Senator Jim DeMint (R-S.C.) is angry at Speaker Boehner for entirely different reasons. He is flabbergasted that Boehner is being "too giving" to President Obama in yesterday's GOP proposal to raise $800 billion in revenues. In Jim DeMint: Boehner’s offer ‘will destroy American jobs’, by Rachel Weiner of the Washington Posts reports:
Sen. Jim DeMint (R-S.C.) is out with a statement blasting House Speaker John Boehner’s (R) “fiscal cliff” proposal, saying the plan would “destroy American jobs.”
The House Republican proposal would increase tax collections by $800 billion over the next decade by reforming the tax code. Altogether, the plan would reduce borrowing by $2.2 trillion through 2022 — or by as much as $4.6 trillion when previously enacted spending cuts, interest savings and reductions in war spending are taken into account.
For the first time, Boehner managed to get his entire leadership team behind the plan – including conservative champions such as House Majority Leader Eric Cantor (Va.) and House Budget Committee Chairman Paul Ryan (Wis.). But DeMint was not impressed.

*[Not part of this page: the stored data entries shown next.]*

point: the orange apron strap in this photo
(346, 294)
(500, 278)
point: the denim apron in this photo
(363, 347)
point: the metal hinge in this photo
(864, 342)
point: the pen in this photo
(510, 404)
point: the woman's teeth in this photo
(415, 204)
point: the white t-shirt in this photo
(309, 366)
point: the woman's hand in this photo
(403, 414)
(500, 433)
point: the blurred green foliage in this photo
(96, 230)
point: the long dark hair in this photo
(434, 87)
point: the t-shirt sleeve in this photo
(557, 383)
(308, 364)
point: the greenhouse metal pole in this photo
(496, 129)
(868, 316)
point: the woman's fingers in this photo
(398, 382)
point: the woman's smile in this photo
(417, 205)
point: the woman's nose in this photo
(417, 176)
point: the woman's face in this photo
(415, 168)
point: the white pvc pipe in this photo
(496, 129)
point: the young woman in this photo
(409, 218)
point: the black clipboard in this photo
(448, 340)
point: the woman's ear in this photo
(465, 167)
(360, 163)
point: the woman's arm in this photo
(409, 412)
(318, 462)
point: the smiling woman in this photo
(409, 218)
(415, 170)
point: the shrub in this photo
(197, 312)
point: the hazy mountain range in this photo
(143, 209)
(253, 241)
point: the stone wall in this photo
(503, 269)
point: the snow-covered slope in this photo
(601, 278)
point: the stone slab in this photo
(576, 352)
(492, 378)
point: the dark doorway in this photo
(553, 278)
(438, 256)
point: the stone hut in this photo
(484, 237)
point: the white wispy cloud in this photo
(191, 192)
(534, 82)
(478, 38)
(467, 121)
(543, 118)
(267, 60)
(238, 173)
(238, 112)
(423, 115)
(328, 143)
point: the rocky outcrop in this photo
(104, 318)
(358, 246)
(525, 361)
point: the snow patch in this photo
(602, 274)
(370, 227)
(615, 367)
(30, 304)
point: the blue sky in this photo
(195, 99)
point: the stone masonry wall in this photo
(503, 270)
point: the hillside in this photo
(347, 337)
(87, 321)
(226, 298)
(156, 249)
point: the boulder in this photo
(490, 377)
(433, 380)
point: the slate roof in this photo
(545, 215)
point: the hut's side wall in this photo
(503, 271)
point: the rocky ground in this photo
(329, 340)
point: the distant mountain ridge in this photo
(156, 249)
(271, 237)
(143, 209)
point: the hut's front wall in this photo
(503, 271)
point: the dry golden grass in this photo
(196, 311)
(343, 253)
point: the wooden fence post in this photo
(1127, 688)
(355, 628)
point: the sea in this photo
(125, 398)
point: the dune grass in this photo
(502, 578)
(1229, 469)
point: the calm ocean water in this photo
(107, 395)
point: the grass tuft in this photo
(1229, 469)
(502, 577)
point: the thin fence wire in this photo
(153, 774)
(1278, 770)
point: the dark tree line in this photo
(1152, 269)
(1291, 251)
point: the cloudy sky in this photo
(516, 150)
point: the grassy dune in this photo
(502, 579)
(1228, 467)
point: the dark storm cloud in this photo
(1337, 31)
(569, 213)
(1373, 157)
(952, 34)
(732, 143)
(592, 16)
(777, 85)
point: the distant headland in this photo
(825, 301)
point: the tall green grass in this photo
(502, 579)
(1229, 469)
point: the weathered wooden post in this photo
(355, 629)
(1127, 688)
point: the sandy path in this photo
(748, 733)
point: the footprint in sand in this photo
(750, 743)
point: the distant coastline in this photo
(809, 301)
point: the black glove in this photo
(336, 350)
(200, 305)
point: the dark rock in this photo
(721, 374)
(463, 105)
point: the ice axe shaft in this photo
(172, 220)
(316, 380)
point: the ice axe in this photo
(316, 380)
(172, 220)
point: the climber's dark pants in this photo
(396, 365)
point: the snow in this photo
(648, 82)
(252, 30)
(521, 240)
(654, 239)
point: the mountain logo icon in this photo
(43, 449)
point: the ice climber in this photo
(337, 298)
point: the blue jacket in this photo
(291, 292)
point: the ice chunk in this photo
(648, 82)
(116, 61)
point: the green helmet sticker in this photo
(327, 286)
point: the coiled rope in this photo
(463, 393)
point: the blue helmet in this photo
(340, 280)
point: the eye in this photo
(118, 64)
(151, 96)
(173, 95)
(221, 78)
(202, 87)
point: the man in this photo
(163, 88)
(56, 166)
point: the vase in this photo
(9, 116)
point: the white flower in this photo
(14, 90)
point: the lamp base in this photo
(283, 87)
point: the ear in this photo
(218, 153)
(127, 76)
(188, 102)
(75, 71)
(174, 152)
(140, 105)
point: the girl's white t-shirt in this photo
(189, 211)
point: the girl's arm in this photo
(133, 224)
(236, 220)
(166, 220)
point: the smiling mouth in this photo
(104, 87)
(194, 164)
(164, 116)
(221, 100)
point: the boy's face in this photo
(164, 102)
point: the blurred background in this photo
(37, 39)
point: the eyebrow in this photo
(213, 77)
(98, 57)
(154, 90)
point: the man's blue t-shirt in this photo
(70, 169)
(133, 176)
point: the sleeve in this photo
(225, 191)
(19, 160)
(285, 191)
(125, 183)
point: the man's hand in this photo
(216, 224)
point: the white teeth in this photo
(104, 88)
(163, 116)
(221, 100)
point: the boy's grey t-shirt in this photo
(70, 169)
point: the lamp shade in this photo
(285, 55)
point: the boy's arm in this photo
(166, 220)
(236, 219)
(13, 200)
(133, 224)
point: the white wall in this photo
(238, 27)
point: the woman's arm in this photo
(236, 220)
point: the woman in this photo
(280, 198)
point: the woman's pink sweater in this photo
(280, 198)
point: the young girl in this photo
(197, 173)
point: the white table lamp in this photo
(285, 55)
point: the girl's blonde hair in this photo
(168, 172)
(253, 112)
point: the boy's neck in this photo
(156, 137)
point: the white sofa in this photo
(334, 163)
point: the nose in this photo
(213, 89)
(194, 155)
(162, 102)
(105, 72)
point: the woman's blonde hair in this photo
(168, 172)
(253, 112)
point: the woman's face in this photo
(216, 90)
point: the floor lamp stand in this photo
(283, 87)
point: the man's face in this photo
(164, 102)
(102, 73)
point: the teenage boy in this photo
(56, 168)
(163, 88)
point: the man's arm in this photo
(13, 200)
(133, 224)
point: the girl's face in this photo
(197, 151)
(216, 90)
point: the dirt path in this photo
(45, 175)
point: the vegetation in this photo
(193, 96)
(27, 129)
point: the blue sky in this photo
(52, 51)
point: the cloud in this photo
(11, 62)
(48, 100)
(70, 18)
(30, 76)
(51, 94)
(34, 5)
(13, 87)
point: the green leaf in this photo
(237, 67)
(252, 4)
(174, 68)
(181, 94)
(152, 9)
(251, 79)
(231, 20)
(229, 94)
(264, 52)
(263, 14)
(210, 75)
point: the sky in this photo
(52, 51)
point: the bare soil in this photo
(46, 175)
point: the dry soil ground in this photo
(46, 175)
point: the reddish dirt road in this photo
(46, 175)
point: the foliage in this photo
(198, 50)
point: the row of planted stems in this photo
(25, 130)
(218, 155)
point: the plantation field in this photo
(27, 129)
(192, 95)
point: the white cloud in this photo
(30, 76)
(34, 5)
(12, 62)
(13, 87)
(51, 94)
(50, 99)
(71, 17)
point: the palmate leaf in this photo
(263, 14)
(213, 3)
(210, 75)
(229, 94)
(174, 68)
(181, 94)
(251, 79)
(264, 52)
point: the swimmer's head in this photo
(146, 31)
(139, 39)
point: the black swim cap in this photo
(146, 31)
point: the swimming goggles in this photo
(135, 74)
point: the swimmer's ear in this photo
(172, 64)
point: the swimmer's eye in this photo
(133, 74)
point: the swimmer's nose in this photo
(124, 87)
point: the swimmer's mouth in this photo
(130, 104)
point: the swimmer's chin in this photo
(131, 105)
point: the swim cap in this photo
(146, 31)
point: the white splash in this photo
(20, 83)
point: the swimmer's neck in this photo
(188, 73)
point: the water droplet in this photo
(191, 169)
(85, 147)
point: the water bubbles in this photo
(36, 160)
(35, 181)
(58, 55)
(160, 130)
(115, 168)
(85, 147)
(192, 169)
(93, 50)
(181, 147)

“Speaker Boehner’s $800 billion tax hike will destroy American jobs and allow politicians in Washington to spend even more, while not reducing our $16 trillion debt by a single penny,” DeMint said in a statement. “[I]f neither party leadership is going to put forward a serious plan to balance the budget and pay down the debt, we should end this charade.”
The conservative senator’s comments are a reminder that even as Republican leadership refuses to raise tax rates, there’s a wing of the party that considers closing loopholes and deductions a bridge too far.
Which I expect is negotiating posturing as he has indicated open mindedmess about some amount of revenue enhancement, previously. My take is he is figuring if we Democrats see conservative openly "weeping, gnashing of teeth, and rendering garments' we will think we are pushing them too far and accept something closer to the pathetic, and completely inadequate GOP proposal yesterday, and think that President Obama's fair and balanced offer is too radicle.
Boehner was struggling to keep order among anti-tax Tea Party activists on one extreme and moderates more tolerant of new revenues on the other.
In the House, two first-term Republican Tea Party stalwarts - Tim Huelskamp of Kansas and Justin Amash of Michigan - were removed by party leadership from the powerful Budget Committee in what Huelskamp called "a vindictive move."
The Republican leadership offered no immediate explanation for the unusual removal.
On the moderate wing, a handful of House Republicans - such as Mike Simpson of Idaho and Steve King of Iowa - have said that tax increases on the wealthiest may be tolerable under certain conditions.
Oh, how I love the smell of burning elephant blubber in the evening.